The Change Data Capture (CDC) system allows you to capture changes made to data records in MapR-DB tables (JSON or binary) and propagate them to a MapR-ES topic. These data changes are the result of inserts, updates, and deletions and are called change data records. Once the change data records are propagated to a topic, a consumer application is used to read and process them.
The steps to build the CDC application are:
In this example you will use a MapR-DB JSON table named /demo_table_json
that contains user information such as first name, last name, age, email and address. The Application (FtsAndGeoServiceWithCDC
) analyze the events coming from the changelog to post new messages when the first and/or last names or when the address have been created or modified, or when a document is deleted. The sample application flow is:
The messages posted by the application could then be consumed by new services to:
Prerequisites
This project uses the same table that the one used in the MapR-DB JSON and OJAI 2.0 example
If the table does not exist already, open a terminal window on your MapR 6.0 Cluster, and run the following command to create a JSON Table:
$ maprcli table create -path /demo_table_json -tabletype json
This command has created a new MapR-DB JSON Table, note that it is also possible to use MapR-DB CDC on binary tables, but this example is based on JSON table.
Changelog Stream
In a terminal window on your MapR 6.0 cluster run the following command to create a stream:
$ maprcli stream create -path /demo_changelog -ischangelog true -consumeperm p
This command:
/demo_changelog
ischangelog
set to true to configure the stream to store change log-consumeperm p
set the changelog consumer presentation to "public" allowing any application to subscribe to the events.Application Stream
In this application the database events are process by a consumer that publish new message on application topics that can be consumes by new services. Create the application topics:
$ maprcli stream create -path /demo_app_stream -produceperm p -consumeperm p -topicperm p
$ maprcli stream topic create -path /demo_app_stream -topic fts_service -partitions 3
$ maprcli stream topic create -path /demo_app_stream -topic geo_service -partitions 3
You have created a JSON table, and changelog stream, let's now use the maprcli
command to capture the events and send them to the streams.
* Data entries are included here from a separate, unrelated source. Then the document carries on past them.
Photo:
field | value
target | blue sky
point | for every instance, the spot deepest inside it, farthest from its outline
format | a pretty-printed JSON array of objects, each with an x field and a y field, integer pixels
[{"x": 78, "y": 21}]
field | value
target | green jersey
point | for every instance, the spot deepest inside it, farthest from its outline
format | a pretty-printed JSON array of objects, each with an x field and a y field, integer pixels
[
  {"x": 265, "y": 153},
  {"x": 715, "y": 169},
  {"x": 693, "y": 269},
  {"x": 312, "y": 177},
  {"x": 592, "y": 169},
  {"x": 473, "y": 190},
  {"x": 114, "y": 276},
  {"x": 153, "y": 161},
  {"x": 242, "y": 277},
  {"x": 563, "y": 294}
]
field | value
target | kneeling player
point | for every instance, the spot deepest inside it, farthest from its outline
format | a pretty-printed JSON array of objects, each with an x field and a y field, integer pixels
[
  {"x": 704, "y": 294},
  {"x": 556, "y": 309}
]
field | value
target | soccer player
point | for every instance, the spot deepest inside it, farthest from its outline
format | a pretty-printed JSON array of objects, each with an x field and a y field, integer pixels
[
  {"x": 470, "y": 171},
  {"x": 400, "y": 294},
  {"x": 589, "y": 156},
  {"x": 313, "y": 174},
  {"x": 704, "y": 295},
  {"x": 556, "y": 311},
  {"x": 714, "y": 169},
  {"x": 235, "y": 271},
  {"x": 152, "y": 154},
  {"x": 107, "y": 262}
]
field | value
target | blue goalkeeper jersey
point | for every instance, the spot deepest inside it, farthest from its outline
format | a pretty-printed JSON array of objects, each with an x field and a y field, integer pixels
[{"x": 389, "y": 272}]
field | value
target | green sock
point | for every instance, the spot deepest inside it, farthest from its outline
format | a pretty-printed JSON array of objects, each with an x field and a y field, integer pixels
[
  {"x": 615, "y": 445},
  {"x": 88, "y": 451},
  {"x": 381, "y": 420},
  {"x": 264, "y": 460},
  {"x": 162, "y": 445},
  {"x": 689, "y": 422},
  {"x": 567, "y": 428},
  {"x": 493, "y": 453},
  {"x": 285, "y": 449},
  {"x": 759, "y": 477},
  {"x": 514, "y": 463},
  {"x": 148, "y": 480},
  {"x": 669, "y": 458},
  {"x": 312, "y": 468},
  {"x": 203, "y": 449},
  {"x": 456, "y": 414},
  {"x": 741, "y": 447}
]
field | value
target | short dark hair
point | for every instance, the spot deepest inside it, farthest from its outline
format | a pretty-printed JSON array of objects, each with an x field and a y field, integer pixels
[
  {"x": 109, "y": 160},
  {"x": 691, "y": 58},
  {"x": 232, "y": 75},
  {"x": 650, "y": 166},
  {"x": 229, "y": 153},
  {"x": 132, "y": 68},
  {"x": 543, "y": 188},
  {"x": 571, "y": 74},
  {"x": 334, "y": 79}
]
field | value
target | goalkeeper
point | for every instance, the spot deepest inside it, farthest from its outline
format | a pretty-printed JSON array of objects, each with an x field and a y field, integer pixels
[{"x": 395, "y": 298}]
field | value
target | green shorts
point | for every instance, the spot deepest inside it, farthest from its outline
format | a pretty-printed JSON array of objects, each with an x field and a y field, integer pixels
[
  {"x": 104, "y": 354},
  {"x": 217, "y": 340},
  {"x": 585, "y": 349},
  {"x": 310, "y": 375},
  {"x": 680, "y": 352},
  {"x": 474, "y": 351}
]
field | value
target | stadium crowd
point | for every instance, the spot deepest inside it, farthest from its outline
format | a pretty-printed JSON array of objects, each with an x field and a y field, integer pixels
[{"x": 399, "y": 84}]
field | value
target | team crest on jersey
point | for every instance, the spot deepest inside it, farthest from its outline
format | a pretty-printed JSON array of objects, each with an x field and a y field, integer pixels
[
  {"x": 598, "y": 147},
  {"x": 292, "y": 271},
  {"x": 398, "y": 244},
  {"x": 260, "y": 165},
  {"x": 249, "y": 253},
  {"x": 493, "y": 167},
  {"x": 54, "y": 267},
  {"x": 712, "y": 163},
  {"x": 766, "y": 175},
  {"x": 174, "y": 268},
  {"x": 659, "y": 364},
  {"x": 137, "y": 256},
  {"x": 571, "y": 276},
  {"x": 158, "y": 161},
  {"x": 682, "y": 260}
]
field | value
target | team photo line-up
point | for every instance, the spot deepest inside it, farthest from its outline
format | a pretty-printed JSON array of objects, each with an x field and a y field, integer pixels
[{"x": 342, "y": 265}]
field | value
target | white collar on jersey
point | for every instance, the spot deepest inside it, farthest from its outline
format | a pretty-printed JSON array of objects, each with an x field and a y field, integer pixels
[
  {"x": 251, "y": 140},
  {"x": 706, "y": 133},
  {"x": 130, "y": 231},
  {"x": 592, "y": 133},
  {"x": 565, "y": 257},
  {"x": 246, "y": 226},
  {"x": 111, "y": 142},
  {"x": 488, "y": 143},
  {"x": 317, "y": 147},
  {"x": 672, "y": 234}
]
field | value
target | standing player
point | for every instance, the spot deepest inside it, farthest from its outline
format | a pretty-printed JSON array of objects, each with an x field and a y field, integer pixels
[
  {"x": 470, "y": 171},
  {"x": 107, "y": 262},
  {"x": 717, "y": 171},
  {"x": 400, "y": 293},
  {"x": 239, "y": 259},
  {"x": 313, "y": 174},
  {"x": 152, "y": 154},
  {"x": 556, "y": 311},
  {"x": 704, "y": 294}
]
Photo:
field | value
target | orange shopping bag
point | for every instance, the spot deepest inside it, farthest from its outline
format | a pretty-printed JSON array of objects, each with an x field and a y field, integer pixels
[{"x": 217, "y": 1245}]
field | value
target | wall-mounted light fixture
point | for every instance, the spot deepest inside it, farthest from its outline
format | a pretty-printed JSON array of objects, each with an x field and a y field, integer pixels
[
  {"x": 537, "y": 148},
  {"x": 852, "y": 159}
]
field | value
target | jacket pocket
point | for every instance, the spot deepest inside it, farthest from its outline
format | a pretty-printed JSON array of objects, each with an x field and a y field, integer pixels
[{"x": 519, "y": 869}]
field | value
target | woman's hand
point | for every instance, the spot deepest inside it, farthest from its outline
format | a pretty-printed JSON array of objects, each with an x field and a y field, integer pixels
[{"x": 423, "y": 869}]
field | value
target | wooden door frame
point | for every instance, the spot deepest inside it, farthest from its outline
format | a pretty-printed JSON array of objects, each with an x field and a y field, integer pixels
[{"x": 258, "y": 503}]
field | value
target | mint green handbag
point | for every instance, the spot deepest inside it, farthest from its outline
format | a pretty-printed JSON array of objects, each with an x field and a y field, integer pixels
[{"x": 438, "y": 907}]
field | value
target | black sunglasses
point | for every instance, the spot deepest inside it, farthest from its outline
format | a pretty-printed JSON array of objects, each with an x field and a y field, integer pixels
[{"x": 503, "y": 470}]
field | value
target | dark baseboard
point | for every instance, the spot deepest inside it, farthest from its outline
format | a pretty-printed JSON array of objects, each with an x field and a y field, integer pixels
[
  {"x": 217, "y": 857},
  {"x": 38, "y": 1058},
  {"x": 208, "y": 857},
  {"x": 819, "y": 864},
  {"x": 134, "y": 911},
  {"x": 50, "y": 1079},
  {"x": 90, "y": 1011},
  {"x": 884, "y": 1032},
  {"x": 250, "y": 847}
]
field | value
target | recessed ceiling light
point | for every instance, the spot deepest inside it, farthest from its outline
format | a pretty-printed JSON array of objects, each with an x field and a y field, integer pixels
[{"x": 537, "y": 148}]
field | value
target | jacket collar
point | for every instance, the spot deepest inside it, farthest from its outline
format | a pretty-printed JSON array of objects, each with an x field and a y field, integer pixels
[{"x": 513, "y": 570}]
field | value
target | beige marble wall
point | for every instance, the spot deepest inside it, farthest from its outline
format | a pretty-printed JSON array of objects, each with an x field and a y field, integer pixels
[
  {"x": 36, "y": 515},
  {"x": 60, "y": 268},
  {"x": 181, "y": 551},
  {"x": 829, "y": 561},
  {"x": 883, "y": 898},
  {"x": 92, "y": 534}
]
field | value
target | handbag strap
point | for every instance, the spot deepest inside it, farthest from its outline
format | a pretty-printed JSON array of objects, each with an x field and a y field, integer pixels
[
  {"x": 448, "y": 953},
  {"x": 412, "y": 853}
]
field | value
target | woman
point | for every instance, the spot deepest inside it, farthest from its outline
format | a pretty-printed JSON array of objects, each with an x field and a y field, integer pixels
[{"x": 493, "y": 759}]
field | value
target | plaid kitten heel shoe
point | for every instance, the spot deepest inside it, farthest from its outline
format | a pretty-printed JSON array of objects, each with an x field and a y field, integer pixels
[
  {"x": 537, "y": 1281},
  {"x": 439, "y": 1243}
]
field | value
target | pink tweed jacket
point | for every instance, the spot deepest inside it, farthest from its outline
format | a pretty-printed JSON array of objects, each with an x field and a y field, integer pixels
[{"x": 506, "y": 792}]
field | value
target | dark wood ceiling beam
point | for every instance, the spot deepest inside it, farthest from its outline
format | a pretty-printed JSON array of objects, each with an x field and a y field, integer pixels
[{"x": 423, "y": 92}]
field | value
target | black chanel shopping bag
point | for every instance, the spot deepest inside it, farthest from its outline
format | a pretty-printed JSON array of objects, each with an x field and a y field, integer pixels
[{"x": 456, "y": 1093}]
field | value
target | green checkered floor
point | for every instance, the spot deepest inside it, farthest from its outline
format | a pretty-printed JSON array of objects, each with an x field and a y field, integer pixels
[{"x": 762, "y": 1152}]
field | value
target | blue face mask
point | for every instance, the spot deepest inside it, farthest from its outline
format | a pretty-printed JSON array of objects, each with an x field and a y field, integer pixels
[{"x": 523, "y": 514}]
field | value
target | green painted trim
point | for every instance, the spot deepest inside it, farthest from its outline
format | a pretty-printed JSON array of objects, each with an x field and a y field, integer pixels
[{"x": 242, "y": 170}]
In a terminal enter the following command:
$ maprcli table changelog add -path /demo_table_json -changelog /demo_changelog:demo_table_json
This command associate the demo_table_json
table events with the /demo_changelog:demo_table_json
topic.
Build the application using Apache Maven:
$ mvn clean package
Copy the file to your cluster:
$ scp ./target/maprdb-cdc-sample-1.0-SNAPSHOT.jar mapr@mapr60:/home/mapr/
where mapr60 is one of the nodes of your cluster.
Run the CDC Application
$ java -cp maprdb-cdc-sample-1.0-SNAPSHOT.jar:`mapr clientclasspath` com.mapr.samples.db.cdc.json.FtsAndGeoServiceJSONWithCDC
Open a new terminal and run the following commands, to create, update and delete documents
$ mapr dbshell
maprdb mapr:> insert /demo_table_json --value '{"_id":"user0010", "firstName" : "Matt", "lastName" : "Porker" , "age" : 34 }'
maprdb mapr:> update /demo_table_json --id user0010 --m '{ "$set":[ { "address":{"city":"San Jose","state":"CA","street":"320 Blossom Hill Road","zipCode":9519} }] }'
maprdb mapr:> update /demo_table_json --id user0010 --m '{ "$set":[ {"lastName":"Parker"}, { "address":{"city":"San Jose","state":"CA","street":"330 Blossom Hill Road","zipCode":9519} }] }'
maprdb mapr:> delete /demo_table_json --id user0010
Each operation made in the MapR DB Shell generates some entries in the changelog.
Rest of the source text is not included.